Она, разумеется, понимала, что содеянное ею, пожалуй, не совсем нормально. Это была странная, неприятная привычка, как обгрызание ногтей и ковыряние в носу, и она понимала, что нужно держать себя в руках, но какая-то ее часть допускала, что Оливер поймет или, по крайней мере, примет это, как он принимал все в ней. Он видел дом ее матери и все же любил ее. Он никогда не критиковал ее, как это делают по мелочам некоторые мужья. «Эта женщина не в состоянии закрыть дверцу шкафа», – мог сказать Сэм о Клементине. Оливер с его преданностью никогда не говорил об Эрике подобные вещи на публике, но сейчас он был не просто раздражен, а по-настоящему потрясен.
Глаза Эрики наполнились слезами, и все в комнате расплылось. Он собирается бросить ее. Она пыталась спрятать свое помешательство в одном маленьком чемодане, но в глубине души подозревала, что однажды он бросит ее, и сейчас вид этих бесполезных предметов подтверждал ее подозрение – она такая же, как ее мать.
Она испытала приступ ярости, почему-то направленный на Клементину.
– Угу, знаешь, она не такая уж хорошая. Клементина не такая уж безупречная, – дрожащим голосом по-детски обиженно произнесла Эрика, не в силах сдержать поток слов. – Послушал бы ты, что она говорила Сэму на барбекю! Когда я поднялась наверх и случайно услышала! Она говорила о том, что «испытывает отвращение» от одной мысли стать для нас донором яйцеклеток. Вот какое слово она произнесла. «Отвращение».

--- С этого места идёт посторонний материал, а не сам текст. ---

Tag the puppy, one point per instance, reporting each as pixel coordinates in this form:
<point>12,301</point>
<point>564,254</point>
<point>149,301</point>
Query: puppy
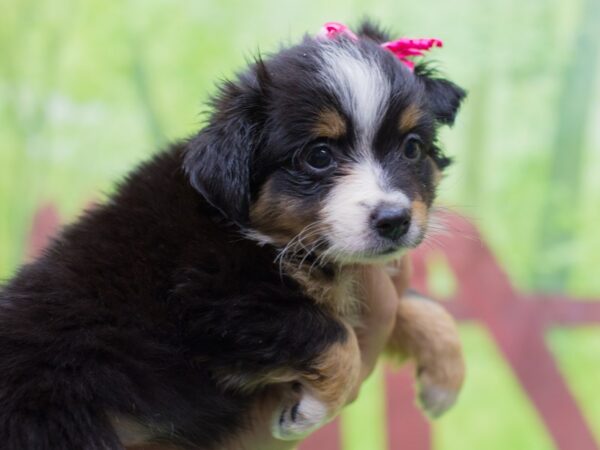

Оливер не смотрел на нее. Взяв со стола ложку для мороженого, он стал вертеть ее в руках. На ручке у нее был северный медведь. Эрика положила ложку к себе в сумку однажды в жаркий летний день, после того как они съели мороженое на лужайке у Клементины. В тот день Клементина участвовала в исполнении «Симфонии под звездами». Как раз перед тем Эрике позвонили по поводу очередной неудачной попытки ЭКО, но ЭКО было здесь ни при чем. Первый предмет своей коллекции – ожерелье из ракушек, привезенное Клементиной с Фиджи, – Эрика взяла, когда ей было всего тринадцать. Где оно? Да вот же. Эрике очень захотелось потрогать эти шероховатые ракушки с неровными краями.
– Почему ты мне не сказала? – спросил он.
– Об этом? Потому что знаю, это странно и нехорошо и…
– Нет. Почему не сказала мне, что подслушала тогда Клементину?
– Не знаю. – Она помолчала. – Наверное, мне было неловко… Не хотела, чтобы ты знал, как ко мне относится лучшая подруга.
Оливер положил ложку для мороженого. Рот его едва заметно смягчился, но этого было достаточно, чтобы Эрика с облегчением перевела дух. Выдвинув стул, она села и посмотрела на него снизу вверх, изучая еле заметную щетину на подбородке. Она вспомнила, как несколько лет назад они впервые уселись вместе, чтобы составить график соревнований по сквошу. Он, чисто выбритый ботан в очках и рубашке в полоску, хмурился над электронной таблицей, принимая все слишком серьезно, как и она, намереваясь все сделать правильно и честно. Она рассматривала тогда твердую линию его челюсти и вдруг подумала, что он похож на Кларка Кента, а может быть, он на самом деле Супермен.